# wasps nest



## Pesky Wesky (May 10, 2009)

Think we've got a wasps nest under the roof in an ungettable at place. In the last couple of weeks we've had two huge wasps floating about. Hopefully they'll get killed off in the winter, but it's been very cold (we've had snow) and obviously some have survived.
How do I get rid of them if the winter doesn't finish them off?????????


----------



## Guest (Dec 7, 2010)

Pesky / that is unfortunate. Wasps are nice, but not cuddly, I understand your problem. A problem is also, they will not die. No matter if you have snow. They live in these places and they survive. That is why they are still here.

What I do not understand though is the "ungettable" place. At least after what I read people have gone to the moon. I have seen and I have friends, Spanish, who have done the most amazing tricks on roofs balancing an air conditioner in one hand and a mobile phone in the other, in flip-flops!

A little bit of creative planning, a combo of ladders and pieces of wood to support them, optimism and a good drilling machine, a hose plus a can of killbill spray should, if I expess myself diplomatically, make them reconsider. Sorry I am far from Madrid otherwise my friend Gonzo n me could try, but I guess the travel costs are too high, (we only travel 1st class with lounges and things...).


----------



## jojo (Sep 20, 2007)

I would just spray and spray and spray wasp killer at it and if possible then try and get summat to poke the nest out with. Not to be done when the wasps are active tho, cos they're one of the few insects that seem to take revenge seriously!!! But if its in a really difficult place then.......
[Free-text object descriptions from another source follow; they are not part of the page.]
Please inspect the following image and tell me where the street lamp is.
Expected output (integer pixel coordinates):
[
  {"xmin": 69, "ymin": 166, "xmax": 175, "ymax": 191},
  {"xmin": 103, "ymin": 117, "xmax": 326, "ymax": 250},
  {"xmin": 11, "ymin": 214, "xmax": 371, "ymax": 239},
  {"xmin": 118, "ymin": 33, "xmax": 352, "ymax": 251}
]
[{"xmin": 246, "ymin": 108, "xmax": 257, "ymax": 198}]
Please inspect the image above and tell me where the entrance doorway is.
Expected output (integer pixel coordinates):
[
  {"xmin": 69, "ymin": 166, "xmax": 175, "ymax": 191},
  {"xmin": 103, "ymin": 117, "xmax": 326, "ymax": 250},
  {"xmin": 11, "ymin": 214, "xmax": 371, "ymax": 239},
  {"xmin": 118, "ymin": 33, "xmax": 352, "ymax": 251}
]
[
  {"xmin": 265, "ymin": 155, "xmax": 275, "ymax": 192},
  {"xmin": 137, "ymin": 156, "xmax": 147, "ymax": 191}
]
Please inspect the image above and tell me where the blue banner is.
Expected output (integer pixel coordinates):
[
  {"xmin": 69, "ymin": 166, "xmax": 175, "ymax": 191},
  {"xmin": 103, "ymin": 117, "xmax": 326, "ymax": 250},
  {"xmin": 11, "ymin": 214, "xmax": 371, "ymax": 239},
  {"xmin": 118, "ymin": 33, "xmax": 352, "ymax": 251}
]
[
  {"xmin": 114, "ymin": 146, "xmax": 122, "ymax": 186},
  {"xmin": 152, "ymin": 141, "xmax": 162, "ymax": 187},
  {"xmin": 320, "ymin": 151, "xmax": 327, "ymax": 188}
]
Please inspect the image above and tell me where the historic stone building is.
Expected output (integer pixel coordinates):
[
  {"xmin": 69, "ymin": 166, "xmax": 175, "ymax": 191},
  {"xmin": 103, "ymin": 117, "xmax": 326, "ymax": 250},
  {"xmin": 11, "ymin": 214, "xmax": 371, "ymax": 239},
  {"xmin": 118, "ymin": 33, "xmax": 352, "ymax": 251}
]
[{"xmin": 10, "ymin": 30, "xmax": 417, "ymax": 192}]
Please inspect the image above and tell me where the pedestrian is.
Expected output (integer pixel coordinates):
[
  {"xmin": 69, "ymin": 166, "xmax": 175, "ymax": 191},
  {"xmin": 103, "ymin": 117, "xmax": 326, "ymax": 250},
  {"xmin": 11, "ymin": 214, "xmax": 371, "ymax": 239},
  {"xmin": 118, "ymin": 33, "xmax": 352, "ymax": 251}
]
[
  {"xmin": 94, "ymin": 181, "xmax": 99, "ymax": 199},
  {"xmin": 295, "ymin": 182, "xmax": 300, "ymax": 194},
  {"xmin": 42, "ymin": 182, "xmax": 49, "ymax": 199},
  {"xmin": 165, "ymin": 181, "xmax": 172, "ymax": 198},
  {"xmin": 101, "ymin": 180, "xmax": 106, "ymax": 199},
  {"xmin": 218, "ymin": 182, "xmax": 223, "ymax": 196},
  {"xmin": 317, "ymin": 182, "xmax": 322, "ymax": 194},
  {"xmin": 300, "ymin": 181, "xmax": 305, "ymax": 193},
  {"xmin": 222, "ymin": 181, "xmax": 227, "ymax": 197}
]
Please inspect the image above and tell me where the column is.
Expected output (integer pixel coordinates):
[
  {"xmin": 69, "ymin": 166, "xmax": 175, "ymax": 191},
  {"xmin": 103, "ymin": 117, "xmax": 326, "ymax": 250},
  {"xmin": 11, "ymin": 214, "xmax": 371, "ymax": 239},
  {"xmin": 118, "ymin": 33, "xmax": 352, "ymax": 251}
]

Of course the sensible advise would be to call an extermination company in!!!!

Jo xxx


----------



## Alcalaina (Aug 6, 2010)

jojo said:


> Of course the sensible advise would be to call an extermination company in!!!!
> 
> Jo xxx


That´s what I´d do - let the professionals take care of it. By the time you´ve bought all the kit it would probably cost about the same, and you don´t risk getting stung!


----------



## zilly (Mar 9, 2010)

If I can get to the nest I wait till dusk-when they go home-and spray furiously with spray adhesive.That seals the nest-and wasps can't eat their way out of a nest as bees can!
Works a treat!


----------



## Pesky Wesky (May 10, 2009)

zilly said:


> If I can get to the nest I wait till dusk-when they go home-and spray furiously with spray adhesive.That seals the nest-and wasps can't eat their way out of a nest as bees can!
> Works a treat!


That is really getting them, isn't it??

Thanks for the replies everyone. 

The problem is that when I say it's ungettable at I mean you can't even see it. They must have a tinsy hole that climb in and out of, but I think it must be in the empty roof space, where in the UK you'd have your loft. But I don't have access to that space.


----------



## 90199 (Mar 21, 2010)

Ignore them! they will go away in the spring. If they are wasps they never use the nest more than one year,

Hepa


----------



## zilly (Mar 9, 2010)

Hepa said:


> Ignore them! they will go away in the spring. If they are wasps they never use the nest more than one year,
> 
> Hepa


Very sensible! I have a friend who continually sprays wasps with anti-wasp spray-and then wonders why she is so often being stung by angry upset wasps!


----------



## Alcalaina (Aug 6, 2010)

Pesky Wesky said:


> Think we've got a wasps nest under the roof in an ungettable at place. In the last couple of weeks we've had *two huge wasps* floating about. Hopefully they'll get killed off in the winter, but it's been very cold (we've had snow) and obviously some have survived.
> How do I get rid of them if the winter doesn't finish them off?????????


Only two? Sounds like solitary wasps, rather than a swarm, in which case they aren't aggressive. They just live their solitary lives in cracks and holes and don't bother anybody. Did they have dangly bits hanging off the back, like the one in this picture?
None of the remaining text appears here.